Anybody with much familiarity with old punk and hardcore likely wouldn't have a hard time pegging Pusrad based on their name alone. It's not too much of a stretch to extrapolate some impression of their sound based on a name that strongly suggests a portmanteau of both Brian Schroeder's artistic sobriquet and either some archaic skateboard terminology or any of the bands that affiliated themselves with such (McRad, et al.). And, while judging books by their covers is a largely disparaged practice, such an assumption about Pusrad's sound isn't entirely wrong. But rather than act as cheap nostalgia, the band, themselves punk veterans who've been at it for a quarter century, has distilled its members' experience into something jolting and abrupt in a way that few recent bands are.

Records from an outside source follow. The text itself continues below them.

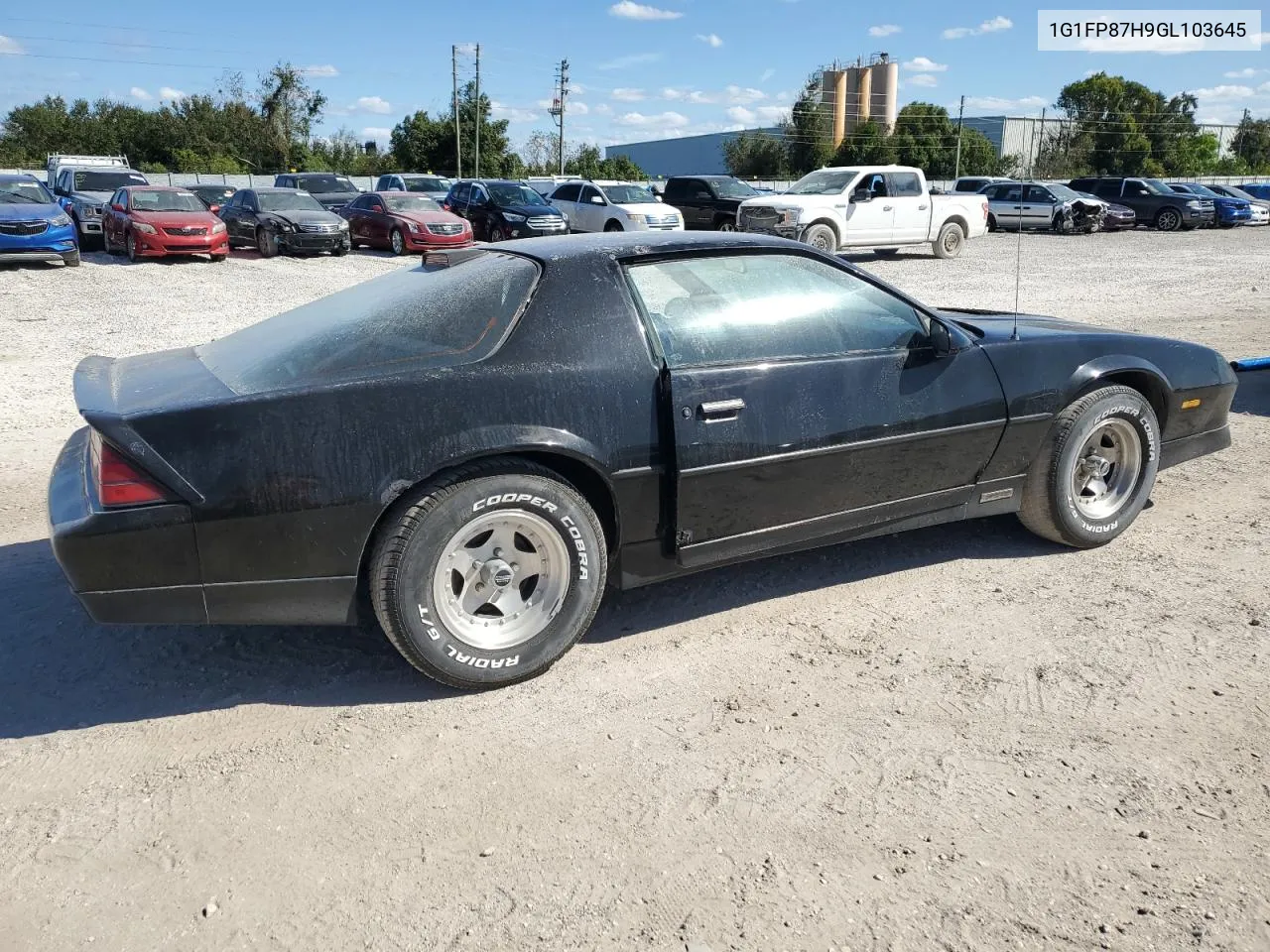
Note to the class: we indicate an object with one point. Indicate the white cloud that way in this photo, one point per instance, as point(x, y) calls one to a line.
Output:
point(994, 26)
point(765, 114)
point(920, 63)
point(667, 118)
point(1005, 105)
point(735, 94)
point(373, 104)
point(621, 62)
point(511, 113)
point(630, 10)
point(1225, 91)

Pusrad's songs most notably define themselves by their brevity, a truncation so severe that it's hard to imagine the material actually working. Prior to Dömd, the band had two EP releases, a body of work consisting of twelve songs total with a playing time that came within a hair's breadth of four minutes. In much the same fashion, their most recent doesn't exactly expand their oeuvre by much – its nineteen songs might loosely be termed a full-length, if only in comparison to their previous efforts, with the album clocking in at a little over six minutes. It's not that minimalism has been foreign to hardcore at all – especially the bands of the era from which Pusrad draws – but it has rarely been taken to such a length that it would make the average Minutemen song sound like “Stairway To Heaven” in comparison.

The periphery of heavier music is littered with bands that have crammed their albums full of ten-second songs in pursuit of some version of extremity – trying to be the fastest, the readiest to ignore conventional structure and tonality. Pusrad however, despite their brevity, seem like they're not really pushing anything to an extreme – on the contrary, they reduce their music to its barest essentials, emphasizing the “core” in hardcore rather than testing its limitations. The songs themselves aren't far removed from the abrupt stop/start style of snotty hardcore favored by bands like Koro or Die Kreuzen, only stripped of almost every familiar punk rock element – the intros and outros, the breakdowns and solos – until all that's left is a rapid succession of energetic blasts. But despite the choppy speed, there are actually songs present, with hooks that may not at first seem obvious (except perhaps in their slowest material – the 35-second “Errare Humanum Est” is something of a hooky pop song, at least by the standards of this album, not far removed from the Masshysteri/Vicious school of songwriting) but go a substantial distance towards demonstrating that Pusrad isn't indulging in short, sharp shocks for their own sake.

While it may be asking a lot to expect listeners to easily get past the absurdity of certain facets of Pusrad's music, what they do shouldn't be lightly dismissed as they demonstrate that, cliché though it may be, less can certainly be more in the right hands. And sure, songs like “Baresebäck” could have been more enjoyable had they been stretched out to a length greater than nine seconds, but the band's essentialist approach would be compromised. Hardcore, at its best moments, built something great out of trimming the fat from its aesthetic, and Pusrad cuts to the heart of that way of thinking, excising not only the excess but also much that is taken for granted as standard, leaving only a disorienting and weirdly exhilarating listen.